What does “enhancing life” mean for you?
To me, enhancement and sustainability operate together. Etymologies are helpful here. “Enhance” can be traced back to the Latin and French verbs: “to make high, or to raise up.” “Sustain” is also from the Latin and French: “to hold up from below, or to bear the weigh of.”
So sustaining and enhancing are two sides of the same coin. Sustaining can seem like it has to do with basic survival and enhancement can seem like a luxury—what do we need beyond what we need to survive—but I think that’s a false dichotomy. Human beings by their nature are always seeking to enhance life and not just to survive.
What do you think Enhancing Life Studies can offer your discipline, and why?
From the perspective of environmental ethics, it offers a tremendous amount of food for thought. Take the idea of “life.” Environmental ethics compels us to ask: What life is being enhanced, for whom, and under what conditions? What happens when the enhancement of life for human beings means the non-enhancement or even destruction of other forms of life? Does enhancement involve the sacrifice of some life forms for the sake of others? Those difficult questions of competition among life forms for survival— which is already a central concern of environmental ethics—can be applied to questions about enhancement as well. Enhancing Life Studies can help expand environmental ethical thinking beyond a preoccupation with endangerments to life, to questions about what truly enhances life as well.

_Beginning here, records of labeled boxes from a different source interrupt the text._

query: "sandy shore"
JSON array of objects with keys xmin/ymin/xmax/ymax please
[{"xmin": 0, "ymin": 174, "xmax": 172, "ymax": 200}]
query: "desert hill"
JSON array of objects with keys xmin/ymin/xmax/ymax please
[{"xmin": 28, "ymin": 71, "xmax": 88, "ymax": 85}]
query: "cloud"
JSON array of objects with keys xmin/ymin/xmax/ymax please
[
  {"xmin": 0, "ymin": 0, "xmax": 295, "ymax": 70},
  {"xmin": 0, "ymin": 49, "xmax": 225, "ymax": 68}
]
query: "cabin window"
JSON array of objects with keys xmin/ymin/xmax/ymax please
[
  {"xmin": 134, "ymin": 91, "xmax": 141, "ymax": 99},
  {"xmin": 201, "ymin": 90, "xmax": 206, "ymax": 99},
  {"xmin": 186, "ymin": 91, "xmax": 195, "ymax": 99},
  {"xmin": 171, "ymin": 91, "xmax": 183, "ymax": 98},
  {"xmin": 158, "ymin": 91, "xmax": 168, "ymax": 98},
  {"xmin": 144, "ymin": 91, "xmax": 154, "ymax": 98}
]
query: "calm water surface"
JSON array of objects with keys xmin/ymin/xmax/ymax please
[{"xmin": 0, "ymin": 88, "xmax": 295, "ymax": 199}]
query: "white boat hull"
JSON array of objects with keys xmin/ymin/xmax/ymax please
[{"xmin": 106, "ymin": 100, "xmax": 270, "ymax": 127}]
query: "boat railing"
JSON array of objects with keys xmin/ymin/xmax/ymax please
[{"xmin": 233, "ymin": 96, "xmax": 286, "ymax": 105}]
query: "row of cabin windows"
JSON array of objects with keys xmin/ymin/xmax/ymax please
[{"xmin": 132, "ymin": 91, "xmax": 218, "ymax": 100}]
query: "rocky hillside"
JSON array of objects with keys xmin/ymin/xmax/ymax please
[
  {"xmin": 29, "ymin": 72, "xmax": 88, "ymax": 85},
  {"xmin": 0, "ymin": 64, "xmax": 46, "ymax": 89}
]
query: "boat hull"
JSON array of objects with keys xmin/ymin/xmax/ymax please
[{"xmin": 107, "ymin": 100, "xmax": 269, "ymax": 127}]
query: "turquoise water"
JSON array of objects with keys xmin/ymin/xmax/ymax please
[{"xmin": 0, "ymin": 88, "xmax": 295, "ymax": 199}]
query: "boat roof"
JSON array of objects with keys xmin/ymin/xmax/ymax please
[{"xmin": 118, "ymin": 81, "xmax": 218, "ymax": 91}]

How do public conversations shape your work? What are you hoping to offer those conversations?
People often dismiss sustainability as just another form of green environmentalism, whereas I think there’s a lot more at stake in the way we talk about sustainability. It’s far more than another plea for recycling. So I suppose I want to offer some analytic depth. What gets the most attention in public conversations, often, are sustainability efforts in the corporate world and in higher education. But there are also creative initiatives that entrepreneurs and community activists are putting together, where sustainability is envisioned not just as a green project, but as something that also improves humans’ quality of life. They’re going after issues of poverty and social justice, providing jobs and economic opportunities, and creating new forms of communal interaction. Quite apart from the practical value of such projects, they represent a vision of what the good society could or should be, a “counter-world,” in the face of unprecedented challenges. We have to think about sustainability as an integrative mode for problem solving.
You don’t spend all of your time doing research and teaching! What’s your favorite place to travel, or the next place you’d like to go?
Over the past few years I’ve enjoyed going to Scandinavian countries like Sweden and Finland. The landscape and the light and the extreme conditions of those places—the hours of daylight and how dramatically they change throughout the year—have given me a very different sense of what it means to inhabit the planet. They’re also places where environmental questions are being actively debated, so I find them to be inspirational at a lot of different levels.